Is having a background from HSE an advantage in the banking sector?

The financial market has a lot of experts with a background from HSE, I should say. When you are a fresh graduate, the financial world looks immense to you. But as you start to meet people, you soon realize that this world is small. It’s always nice to hear your transaction partner mention they are graduates of HSE finance programme. It’s great and eases the communication. It helps to build rapport, both professional and personal, and has a positive effect on business. 

Every recruitment wave at VTB has a hire with a degree from ICEF. I must say that ICEF graduates always set themselves apart from the competition. Sometimes, when I and other managers are interviewing candidates online and I’m kind of half-listening, there’s suddenly someone giving convincing answers and I think they are an ICEF graduate. I look at their resume and bingo! 

Do you think cryptocurrencies are a threat to traditional banking? Will the future finance majors be able to find their place in the digital age?

A completely cashless economy is hard to imagine any time soon. It would mean a fundamental shift in our civilization. Banks do evolve, but they will definitely stay in the foreseeable future, since their role is not limited solely to payments. As complex systems, banks redistribute risks within the economy and have sole jurisdiction over this redistribution.

Students shouldn’t worry over “insufficient” fintech skills. At the basis of fintech lie conventional financial and economic instruments. There is an opinion that AI will replace analysts eventually, but I wouldn’t agree. It’s one thing when neural nets collect data and process it. It’s another when they do decision-making as decisions should be always based on personal experience and expertise. It’s too early for customer service teams to worry about robots taking their jobs: as long as clients are humans, banks won’t do without human employees.

© Mikhail Dmitriev/ HSE

For now, many of us fell vexed when they have to talk to voice assistants. We sometime wish we could talk to human beings, not robots. 

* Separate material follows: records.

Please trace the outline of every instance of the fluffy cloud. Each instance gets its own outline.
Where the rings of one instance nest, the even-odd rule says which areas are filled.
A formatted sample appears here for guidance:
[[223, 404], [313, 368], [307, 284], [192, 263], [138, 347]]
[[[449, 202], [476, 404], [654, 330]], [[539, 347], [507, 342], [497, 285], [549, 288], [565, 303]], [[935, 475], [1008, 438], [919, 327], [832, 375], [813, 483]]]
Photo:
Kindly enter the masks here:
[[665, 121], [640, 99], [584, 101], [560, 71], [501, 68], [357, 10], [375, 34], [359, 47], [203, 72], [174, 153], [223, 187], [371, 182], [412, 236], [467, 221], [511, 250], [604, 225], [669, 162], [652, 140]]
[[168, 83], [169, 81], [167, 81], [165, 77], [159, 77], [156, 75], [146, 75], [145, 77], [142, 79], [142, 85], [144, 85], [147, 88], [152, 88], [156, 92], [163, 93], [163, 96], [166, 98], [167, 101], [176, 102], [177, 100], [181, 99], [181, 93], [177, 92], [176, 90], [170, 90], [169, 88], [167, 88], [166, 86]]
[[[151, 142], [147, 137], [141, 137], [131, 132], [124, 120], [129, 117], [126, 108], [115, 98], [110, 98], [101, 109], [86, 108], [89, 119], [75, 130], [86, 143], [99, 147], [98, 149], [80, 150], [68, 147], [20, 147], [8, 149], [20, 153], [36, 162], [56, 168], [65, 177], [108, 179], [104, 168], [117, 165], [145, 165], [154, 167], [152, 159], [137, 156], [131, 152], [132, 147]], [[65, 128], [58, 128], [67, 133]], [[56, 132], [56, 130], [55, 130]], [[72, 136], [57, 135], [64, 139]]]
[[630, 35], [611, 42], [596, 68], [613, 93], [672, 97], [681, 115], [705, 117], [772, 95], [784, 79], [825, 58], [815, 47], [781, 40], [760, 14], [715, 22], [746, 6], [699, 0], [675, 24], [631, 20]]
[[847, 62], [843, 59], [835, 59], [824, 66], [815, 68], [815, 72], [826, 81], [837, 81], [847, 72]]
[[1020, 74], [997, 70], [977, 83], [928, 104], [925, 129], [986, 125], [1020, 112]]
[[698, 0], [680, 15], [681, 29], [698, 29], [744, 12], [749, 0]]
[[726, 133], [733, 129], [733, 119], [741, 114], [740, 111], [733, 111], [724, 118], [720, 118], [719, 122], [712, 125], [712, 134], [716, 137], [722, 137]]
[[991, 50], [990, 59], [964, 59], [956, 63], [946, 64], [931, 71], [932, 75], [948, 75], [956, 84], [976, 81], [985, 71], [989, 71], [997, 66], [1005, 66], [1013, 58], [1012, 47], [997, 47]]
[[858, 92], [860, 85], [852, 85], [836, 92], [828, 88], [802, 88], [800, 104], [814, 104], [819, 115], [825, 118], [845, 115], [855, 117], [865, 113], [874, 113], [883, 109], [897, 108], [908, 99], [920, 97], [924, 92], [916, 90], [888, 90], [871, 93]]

Many ICEF graduates choose jobs abroad on the global market. Didn’t you ever consider wider options available to you thanks to your international diploma?  

ICEF graduates are, indeed, competitive enough to succeed both in Russia and abroad. They do have more options to choose from, based on personal preferences. But it’s important to know what you want out of life and, based on this, make decisions about your career. I do not rule out the possibility that I might move one day. Our alumni live and work in many different places, and I am glad that their fellowship is growing internationally.